I'm going to get a pedicure today. How Beverly Hills of me.

I'm going to sit there and be violated by a massage chair while getting disgusted looks from the Vietnamese lady doing my nails. She's going to tell me that I need to lotion my heels. Then she's going to discuss the fact that I'm a disgusting pig of a human being* in Vietnamese with the lady next to her. They're going to laugh and laugh. I'm starting to develop a complex. Then, someone will come along and offer to do a matching manicure. I will accept her offer, because I think it will make them like me, but it doesn't. The manicure lady is now laughing. They're all laughing at me. It's like high school all over again.

By the time I leave, whatever ounce of self esteem I had has been annihilated.
But at least my feet look nice.


*There is a chance they're discussing something completely unrelated to my fat ugly feet, but it's pretty slim.

Monday, December 12, 2011

Neglected child.

I'm waiting for my parents to pick me up to drive me somewhere.

I don't know what's sadder,

A) Having my parents drive me somewhere at the age of 30 or

B) I think they forgot about picking me up.

Wednesday, December 7, 2011

Bad ass.

Tonight, Nick informed me that one of his friends thinks I'm contrary because I hate organized fun like Halloween and theme parties.

This. Is. Awesome.
I have a reputation.
How fucking Rock and Roll is that?

Tuesday, December 6, 2011

This is creeping me out.

I've had Crimson and Clover in my head for the past week.






This is the creepiest song ever written.

The 60's were messed up.

Thursday, December 1, 2011

I totally forgot about this....

.... One of my awkward childhood pictures has made it into the Awkward family photos desk calendar.


Now, I know what y'all are thinking - Christene in a Calendar? She must be the new Snap on tools girl!


Sadly, no.

Maybe next year.

This year, it's a picture of me as an infant posing with my Grandmother and the Hamburgular.

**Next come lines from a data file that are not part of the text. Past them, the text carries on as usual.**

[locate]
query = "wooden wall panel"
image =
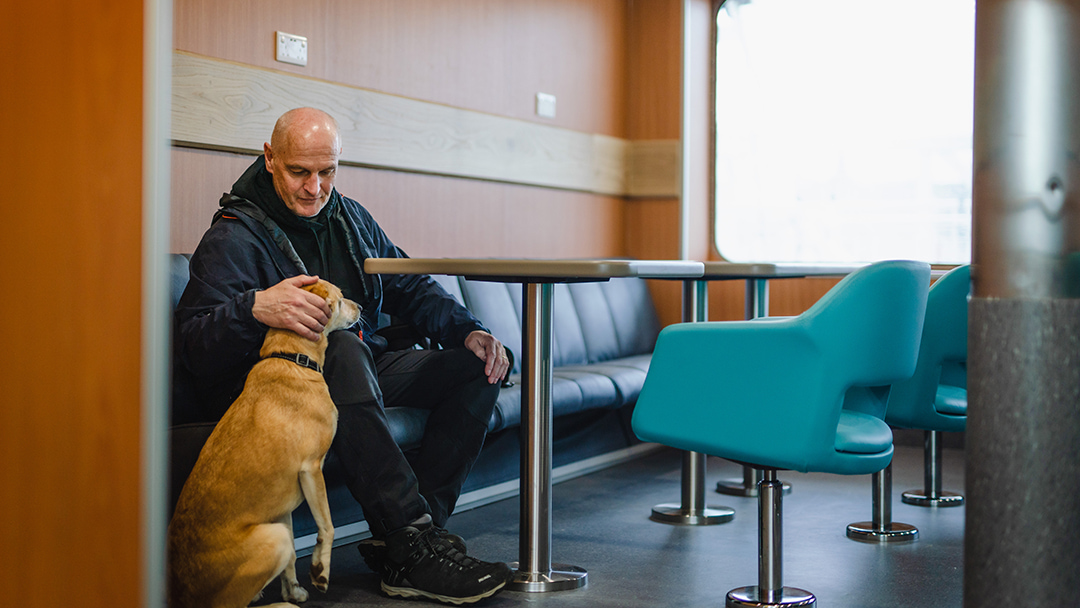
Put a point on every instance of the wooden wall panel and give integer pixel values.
(655, 55)
(426, 215)
(70, 319)
(486, 55)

I'm pretty sure that asshole stole my burger, that's why I look so angry.


I made pork chops for dinner tonight.

And every time, without fail, I think about that episode of the Brady Bunch where Peter Brady very obnoxiously starts talking like James Cagney and is all like "Pork CHHHHHAAAAAPPPPS and AppleSAAAAAUCE"

"Pork CHHHHHAAAAAPPPPS and AppleSAAAAAUCE"

"Pork CHHHHHAAAAAPPPPS and AppleSAAAAAUCE"

"Pork CHHHHHAAAAAPPPPS and AppleSAAAAAUCE"

I can't stop saying it.

God Freaking help me. Please.

Back to old blog.

After much consideration, I've decided to use this blog again.

I'm keeping people on their toes.

Let's be honest, no one reads this anyway.